Advisory-related disputes often begin long before a formal complaint is filed.

They usually begin when investors stop feeling comfortable with the explanations they are receiving.

Whether a specific communication you received crossed those lines is a question your documents can answer,  if they are preserved and reviewed correctly.

The SCORES portal, SMART ODR framework, and exchange arbitration process all exist precisely for situations where they do.

However, investors should always verify claims independently, preserve records from the beginning, and act promptly if concerns arise regarding communication, payments, refunds, or risk disclosures.

In advisory-related disputes, documentation and timely action often become far more valuable than verbal assurances.

Frequently Asked Questions 

1. Is Fundtrack Research SEBI registered?

Yes, Fundtrack Research holds a valid SEBI Research Analyst registration under the name of its proprietor, Shubham Sewarik (Registration No. INH000023658).

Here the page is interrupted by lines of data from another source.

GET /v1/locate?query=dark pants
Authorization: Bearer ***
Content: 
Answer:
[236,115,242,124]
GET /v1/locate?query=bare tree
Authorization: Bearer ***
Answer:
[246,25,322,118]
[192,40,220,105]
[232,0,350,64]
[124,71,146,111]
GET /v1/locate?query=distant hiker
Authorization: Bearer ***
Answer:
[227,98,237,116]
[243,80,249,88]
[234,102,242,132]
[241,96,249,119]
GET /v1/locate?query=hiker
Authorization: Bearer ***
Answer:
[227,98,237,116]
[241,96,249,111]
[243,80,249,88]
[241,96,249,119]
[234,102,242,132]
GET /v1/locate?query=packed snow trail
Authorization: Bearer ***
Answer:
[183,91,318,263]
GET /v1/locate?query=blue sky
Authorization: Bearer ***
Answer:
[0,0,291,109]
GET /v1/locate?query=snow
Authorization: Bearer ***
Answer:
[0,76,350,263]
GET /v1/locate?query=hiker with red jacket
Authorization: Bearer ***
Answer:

2. I paid multiple times after being told each new package would recover my losses. Is that normal?

It is a recognised pattern in advisory-related complaints,  and it is not consistent with legitimate advisory practice.

SEBI-registered Research Analysts are required to disclose their fee structure transparently upfront.

3. Communication has changed since I paid. The advisor is harder to reach, and my refund request is being ignored. What should I do?

Begin documenting every attempt to contact the service, dates, methods, response times, and the content of any replies. Then send a formal written complaint to the official grievance email, clearly stating your refund request and the basis for it.

If no satisfactory response arrives within 30 days, file through SEBI SCORES.

4. Can I file a complaint even if I do not have a written guarantee of profits?

Yes. Complaints are often assessed based on the overall communication, documentation, and circumstances involved, not solely on whether a written guarantee exists.

5. How quickly should I complain after noticing problems?

As early as possible. Delays can make records harder to organise and important evidence more difficult to preserve.